I tried with “When the action pauses” and he said it never did, his story was always exciting.

So I tried “When you change setting” but he said that wasn’t enough – he wanted more paragraphs, like in my book. Which brought me to the point where I fell into explaining how sometimes you use it for emphasis or to let the reader catch his breath, or when you’ve finished explaining an idea… and obviously he got bored, picked up his football and started running around the house. He had a point – my explanation was jumbled, because it’s actually harder than it seems. You just feel when it’s right, most of the time, and I’m sure he’ll come to the same conclusion.
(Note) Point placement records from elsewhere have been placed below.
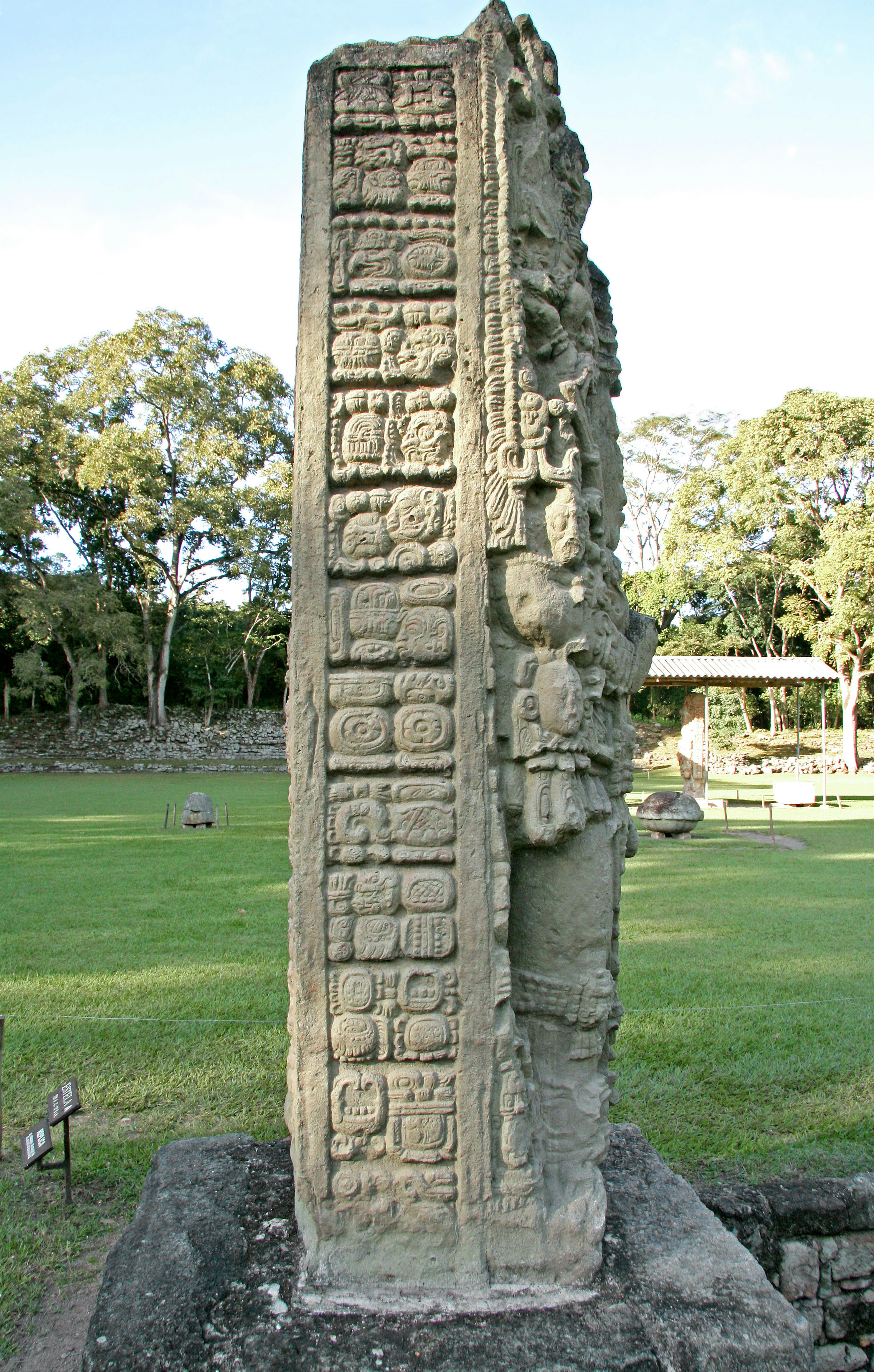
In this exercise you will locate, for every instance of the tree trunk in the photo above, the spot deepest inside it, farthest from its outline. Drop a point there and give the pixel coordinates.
(773, 702)
(850, 700)
(746, 713)
(250, 681)
(75, 691)
(164, 665)
(149, 656)
(208, 709)
(102, 698)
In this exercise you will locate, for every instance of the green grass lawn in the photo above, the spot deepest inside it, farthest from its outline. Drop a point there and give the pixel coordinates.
(104, 913)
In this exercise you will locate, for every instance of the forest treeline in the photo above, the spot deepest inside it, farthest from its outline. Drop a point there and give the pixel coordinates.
(143, 471)
(140, 473)
(758, 540)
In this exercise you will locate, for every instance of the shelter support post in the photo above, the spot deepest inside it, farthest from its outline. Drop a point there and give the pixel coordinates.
(707, 746)
(824, 744)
And he’s stopped doing it in the middle of a sentence, (for purely aesthetical reasons) which is a good result!

Then along came my twelve-year-old daughter, and that was harder. She’s already a skilful writer, with a great vocabulary and a knack for sharp description and a very slim style. But her story was a little confused, with too many characters and a slippery point-of-view. Which meant I had to think about how to explain what didn’t quite work and how she could fix it – and the difference between the omniscient narrator and strict third person. Because she would start with one then shift to the other, which often meant it wasn’t clear whose head we were in for a while.

She’s already learnt the trick of starting a scene late, and leaving it early, but when she asked why she should use one type of narrator or another it forced me to think. They both work, in reality, and while I use the strict third person, which has become almost de rigueur, I realised that there was no definite reason. It’s more a question of contemporary taste, and of what we’ve been reading, but a lot of the classics use the omniscient. In fact, it would be interesting to see some more new books written in that style – no reason why it shouldn’t work, if used skilfully.

To which she replied that she hates old-fashioned books and cleaned up her manuscript in strict third person. Fair enough.

But all in all it was wonderful, and interesting, and it made me realise again how hard it must be to edit a book properly.

Keep your editors well, and feed them regularly – they have a hard job, and one which will make your story better!